The United States Department of Homeland Security (DHS) reported 427,204 foreign nationals remained in the country beyond their authorised period in Fiscal Year 2024. This figure comes from 46.6 million expected departures, showing a compliance rate of 99.08 per cent. This means over 99 out of every 100 visitors left on time or legally changed their immigration status.
Despite this high compliance rate, this data has been used to justify entry bans and restrictions. By June 2025, 19 countries, mostly in sub-Saharan Africa, faced entry bans. Further restrictions were placed on 24 nations by December 2025. These targeted countries accounted for less than 0.3 per cent of all visa overstays in 2023.

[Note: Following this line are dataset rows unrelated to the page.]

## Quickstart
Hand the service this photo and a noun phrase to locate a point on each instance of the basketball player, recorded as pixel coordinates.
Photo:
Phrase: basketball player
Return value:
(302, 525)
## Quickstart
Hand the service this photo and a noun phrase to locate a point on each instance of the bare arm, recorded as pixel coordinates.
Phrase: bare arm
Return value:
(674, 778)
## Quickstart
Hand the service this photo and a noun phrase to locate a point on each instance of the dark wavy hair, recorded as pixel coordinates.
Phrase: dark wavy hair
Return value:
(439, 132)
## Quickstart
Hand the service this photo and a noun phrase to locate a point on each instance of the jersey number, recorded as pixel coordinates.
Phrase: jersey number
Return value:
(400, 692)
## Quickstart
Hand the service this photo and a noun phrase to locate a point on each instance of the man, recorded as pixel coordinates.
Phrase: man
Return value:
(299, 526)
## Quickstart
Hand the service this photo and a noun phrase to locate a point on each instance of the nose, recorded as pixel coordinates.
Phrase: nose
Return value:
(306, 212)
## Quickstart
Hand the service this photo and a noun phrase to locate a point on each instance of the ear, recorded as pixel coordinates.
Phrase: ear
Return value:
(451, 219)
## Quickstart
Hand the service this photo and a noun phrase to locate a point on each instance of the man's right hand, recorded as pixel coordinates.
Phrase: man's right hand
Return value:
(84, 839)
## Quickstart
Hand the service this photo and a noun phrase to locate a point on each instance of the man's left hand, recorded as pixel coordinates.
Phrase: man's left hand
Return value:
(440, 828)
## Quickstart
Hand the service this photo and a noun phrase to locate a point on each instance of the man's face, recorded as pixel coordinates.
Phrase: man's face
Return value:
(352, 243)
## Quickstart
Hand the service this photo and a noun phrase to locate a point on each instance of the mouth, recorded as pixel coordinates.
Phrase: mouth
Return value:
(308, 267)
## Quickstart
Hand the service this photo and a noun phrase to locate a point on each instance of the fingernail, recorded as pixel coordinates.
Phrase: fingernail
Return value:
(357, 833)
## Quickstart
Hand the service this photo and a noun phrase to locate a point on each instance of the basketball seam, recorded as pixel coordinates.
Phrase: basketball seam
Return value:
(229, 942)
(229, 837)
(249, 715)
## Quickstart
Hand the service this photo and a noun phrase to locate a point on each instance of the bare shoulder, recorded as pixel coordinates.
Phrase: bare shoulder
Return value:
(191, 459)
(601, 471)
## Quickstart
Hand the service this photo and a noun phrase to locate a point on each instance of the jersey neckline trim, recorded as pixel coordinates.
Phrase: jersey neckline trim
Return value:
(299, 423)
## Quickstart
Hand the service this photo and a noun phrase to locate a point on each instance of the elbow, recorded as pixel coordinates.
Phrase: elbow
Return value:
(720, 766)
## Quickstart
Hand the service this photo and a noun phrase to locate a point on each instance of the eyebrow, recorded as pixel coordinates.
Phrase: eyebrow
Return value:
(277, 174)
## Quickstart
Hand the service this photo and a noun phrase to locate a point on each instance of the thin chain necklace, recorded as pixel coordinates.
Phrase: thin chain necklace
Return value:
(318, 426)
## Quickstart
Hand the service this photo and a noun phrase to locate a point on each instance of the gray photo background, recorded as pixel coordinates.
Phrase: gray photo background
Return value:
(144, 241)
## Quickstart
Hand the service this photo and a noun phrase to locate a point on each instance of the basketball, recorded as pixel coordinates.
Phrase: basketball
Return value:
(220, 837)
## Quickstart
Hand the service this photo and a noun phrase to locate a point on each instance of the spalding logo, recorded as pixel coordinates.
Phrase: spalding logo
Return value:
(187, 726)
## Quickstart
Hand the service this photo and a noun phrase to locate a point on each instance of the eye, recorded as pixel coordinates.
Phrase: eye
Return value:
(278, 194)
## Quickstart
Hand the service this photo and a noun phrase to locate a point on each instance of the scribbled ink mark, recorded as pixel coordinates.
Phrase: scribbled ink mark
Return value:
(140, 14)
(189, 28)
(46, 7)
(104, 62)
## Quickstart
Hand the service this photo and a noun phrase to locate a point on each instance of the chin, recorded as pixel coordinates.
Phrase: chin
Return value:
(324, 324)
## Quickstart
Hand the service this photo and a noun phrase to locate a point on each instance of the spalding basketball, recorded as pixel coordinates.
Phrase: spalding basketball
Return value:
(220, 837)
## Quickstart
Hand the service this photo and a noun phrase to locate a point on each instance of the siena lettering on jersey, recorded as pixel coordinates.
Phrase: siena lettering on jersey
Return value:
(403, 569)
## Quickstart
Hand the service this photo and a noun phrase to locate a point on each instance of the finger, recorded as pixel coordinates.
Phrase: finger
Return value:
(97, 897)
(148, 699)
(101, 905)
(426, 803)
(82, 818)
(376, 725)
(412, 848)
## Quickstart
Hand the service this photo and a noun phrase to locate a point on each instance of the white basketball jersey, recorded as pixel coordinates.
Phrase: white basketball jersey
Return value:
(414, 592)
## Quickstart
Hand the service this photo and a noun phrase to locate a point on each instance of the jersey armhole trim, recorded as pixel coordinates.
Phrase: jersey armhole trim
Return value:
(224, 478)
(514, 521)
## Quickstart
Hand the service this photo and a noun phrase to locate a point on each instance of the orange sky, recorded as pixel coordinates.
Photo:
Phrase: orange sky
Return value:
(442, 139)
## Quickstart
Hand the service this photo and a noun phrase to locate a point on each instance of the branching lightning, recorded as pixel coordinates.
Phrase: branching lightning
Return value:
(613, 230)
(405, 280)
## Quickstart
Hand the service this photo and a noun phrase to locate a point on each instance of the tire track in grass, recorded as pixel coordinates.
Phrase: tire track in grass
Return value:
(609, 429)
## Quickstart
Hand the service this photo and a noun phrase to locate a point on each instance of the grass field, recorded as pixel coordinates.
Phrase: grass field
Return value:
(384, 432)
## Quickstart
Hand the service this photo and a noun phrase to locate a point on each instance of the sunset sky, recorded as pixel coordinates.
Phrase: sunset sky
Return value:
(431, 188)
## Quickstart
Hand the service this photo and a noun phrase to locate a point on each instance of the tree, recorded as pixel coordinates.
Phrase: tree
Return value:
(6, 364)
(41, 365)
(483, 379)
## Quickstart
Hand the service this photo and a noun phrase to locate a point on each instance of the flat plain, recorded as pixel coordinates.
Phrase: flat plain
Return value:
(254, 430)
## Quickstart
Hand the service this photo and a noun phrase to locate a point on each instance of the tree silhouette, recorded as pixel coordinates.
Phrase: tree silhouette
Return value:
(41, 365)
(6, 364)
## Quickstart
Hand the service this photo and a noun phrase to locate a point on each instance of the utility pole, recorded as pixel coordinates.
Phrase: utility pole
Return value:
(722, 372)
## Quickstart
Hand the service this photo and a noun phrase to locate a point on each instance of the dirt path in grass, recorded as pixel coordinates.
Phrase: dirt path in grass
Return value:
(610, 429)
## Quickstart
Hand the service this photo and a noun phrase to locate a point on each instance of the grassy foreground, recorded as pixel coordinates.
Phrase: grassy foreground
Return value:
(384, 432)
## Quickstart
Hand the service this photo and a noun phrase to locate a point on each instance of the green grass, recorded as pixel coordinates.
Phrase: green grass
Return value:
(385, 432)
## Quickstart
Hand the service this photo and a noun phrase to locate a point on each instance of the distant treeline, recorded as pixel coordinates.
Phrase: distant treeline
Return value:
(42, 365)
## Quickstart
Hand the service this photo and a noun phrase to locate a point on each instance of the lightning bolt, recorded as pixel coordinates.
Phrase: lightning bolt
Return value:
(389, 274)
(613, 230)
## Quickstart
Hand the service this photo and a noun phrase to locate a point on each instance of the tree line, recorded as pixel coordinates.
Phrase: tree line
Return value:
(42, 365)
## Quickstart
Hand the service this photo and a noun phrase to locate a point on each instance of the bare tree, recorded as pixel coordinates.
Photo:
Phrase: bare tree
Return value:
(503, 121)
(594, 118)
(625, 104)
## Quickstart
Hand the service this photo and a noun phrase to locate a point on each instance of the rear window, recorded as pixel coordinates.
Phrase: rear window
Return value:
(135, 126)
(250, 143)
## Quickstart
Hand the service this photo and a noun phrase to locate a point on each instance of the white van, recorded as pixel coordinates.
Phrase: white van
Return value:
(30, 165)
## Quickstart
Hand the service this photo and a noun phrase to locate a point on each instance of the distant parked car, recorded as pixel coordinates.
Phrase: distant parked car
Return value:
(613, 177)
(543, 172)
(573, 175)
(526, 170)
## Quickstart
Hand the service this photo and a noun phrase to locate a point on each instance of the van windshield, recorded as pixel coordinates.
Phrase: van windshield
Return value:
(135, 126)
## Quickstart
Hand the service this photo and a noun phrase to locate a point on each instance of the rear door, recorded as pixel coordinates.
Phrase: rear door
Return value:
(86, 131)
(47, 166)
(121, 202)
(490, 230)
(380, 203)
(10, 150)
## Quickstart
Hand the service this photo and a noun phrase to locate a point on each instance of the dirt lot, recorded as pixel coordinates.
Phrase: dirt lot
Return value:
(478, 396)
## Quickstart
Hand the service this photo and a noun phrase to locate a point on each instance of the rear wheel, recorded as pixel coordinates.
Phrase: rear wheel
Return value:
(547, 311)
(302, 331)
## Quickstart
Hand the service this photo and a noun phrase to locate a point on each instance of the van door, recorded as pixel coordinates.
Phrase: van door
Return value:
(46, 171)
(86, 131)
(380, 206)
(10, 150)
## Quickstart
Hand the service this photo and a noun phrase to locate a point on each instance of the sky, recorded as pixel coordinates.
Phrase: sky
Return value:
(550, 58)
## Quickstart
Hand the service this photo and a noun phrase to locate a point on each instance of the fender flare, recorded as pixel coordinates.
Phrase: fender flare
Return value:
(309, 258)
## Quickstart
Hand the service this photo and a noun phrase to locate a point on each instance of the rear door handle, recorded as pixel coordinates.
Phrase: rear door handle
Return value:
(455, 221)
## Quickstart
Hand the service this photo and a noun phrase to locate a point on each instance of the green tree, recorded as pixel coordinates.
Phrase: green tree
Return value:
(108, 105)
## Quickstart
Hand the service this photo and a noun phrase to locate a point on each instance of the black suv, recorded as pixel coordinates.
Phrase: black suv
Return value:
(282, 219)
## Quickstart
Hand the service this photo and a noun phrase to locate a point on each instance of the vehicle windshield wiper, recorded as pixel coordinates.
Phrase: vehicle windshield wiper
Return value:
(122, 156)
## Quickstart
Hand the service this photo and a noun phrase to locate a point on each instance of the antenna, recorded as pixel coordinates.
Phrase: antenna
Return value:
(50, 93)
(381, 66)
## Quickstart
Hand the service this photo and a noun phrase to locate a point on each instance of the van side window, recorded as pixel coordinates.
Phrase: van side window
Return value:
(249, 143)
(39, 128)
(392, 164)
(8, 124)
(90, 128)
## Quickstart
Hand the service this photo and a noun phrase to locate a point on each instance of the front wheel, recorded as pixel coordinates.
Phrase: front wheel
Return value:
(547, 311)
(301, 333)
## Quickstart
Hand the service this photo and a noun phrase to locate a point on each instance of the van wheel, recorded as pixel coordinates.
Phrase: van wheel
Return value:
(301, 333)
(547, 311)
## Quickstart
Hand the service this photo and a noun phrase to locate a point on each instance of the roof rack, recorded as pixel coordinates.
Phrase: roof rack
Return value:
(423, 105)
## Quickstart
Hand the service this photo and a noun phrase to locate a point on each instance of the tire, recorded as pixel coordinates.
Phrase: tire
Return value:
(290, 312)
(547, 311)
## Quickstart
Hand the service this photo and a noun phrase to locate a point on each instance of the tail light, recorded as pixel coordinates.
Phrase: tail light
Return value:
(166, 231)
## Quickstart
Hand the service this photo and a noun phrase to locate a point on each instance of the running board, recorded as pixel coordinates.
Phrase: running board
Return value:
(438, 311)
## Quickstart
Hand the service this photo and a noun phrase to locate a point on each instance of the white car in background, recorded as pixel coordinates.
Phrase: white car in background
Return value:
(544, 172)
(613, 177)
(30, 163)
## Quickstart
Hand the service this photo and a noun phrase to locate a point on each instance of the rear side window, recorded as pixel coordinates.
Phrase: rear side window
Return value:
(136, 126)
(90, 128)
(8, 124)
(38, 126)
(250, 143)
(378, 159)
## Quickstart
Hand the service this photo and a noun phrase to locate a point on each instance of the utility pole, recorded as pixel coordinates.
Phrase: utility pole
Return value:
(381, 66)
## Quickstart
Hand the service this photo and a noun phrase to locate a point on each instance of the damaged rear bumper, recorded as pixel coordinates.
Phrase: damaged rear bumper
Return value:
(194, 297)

This situation highlights a growing global trend where immigration data is selective. Nationalist governments and far-right political movements exploit administrative gaps in data systems. They use these gaps for political gain rather than for solving genuine governance issues. The Centre for Global Development's analysis confirms this selective targeting.
Dominic Senayah reported that this manipulation is not an error but a deliberate policy choice. Immigration systems struggle to track departures as effectively as arrivals, especially at land borders. This creates an 'administrative void' where it is difficult to distinguish between actual overstays, unrecorded departures, or lawful status changes. All these appear similar in raw data.
The current response to these data ambiguities has created anxiety rather than solutions. Instead of investing in better exit tracking or data-sharing, the data becomes a tool for political narratives. Decision-makers must focus on accurate data interpretation and robust infrastructure. This will prevent the weaponisation of incomplete information, protecting international relations and economies.
The political exploitation of visa overstay data has followed a consistent pattern in Western democracies. Raw overstay figures are presented without context, which would reveal their statistical insignificance. For example, stating that 500,000 people overstayed their visas gives a different public impression than stating that 99.08 per cent of all visitors left on time. The former suggests a system in crisis, while the latter describes a system functioning well.
Political actors who benefit from a narrative of crisis consistently choose the first option. Overstay rates are then broken down by country of origin to support pre-determined political conclusions. The Trump administration, for instance, set specific thresholds for visitor and student visa overstays in 2025. These thresholds were then used to justify restrictions on nationals of 40 countries, primarily from Africa and Muslim-majority nations. Countries that exceeded these thresholds but were politically inconvenient to ban, like Belarus and Russia, were not included in the restrictions. This indicates that the selection principle is based on geopolitical convenience and racial or religious targeting, rather than objective compliance rates. For example, Chad was included on security grounds despite other African military junta states with similar security profiles being omitted. This selective application of data underlines the political motivation behind these actions.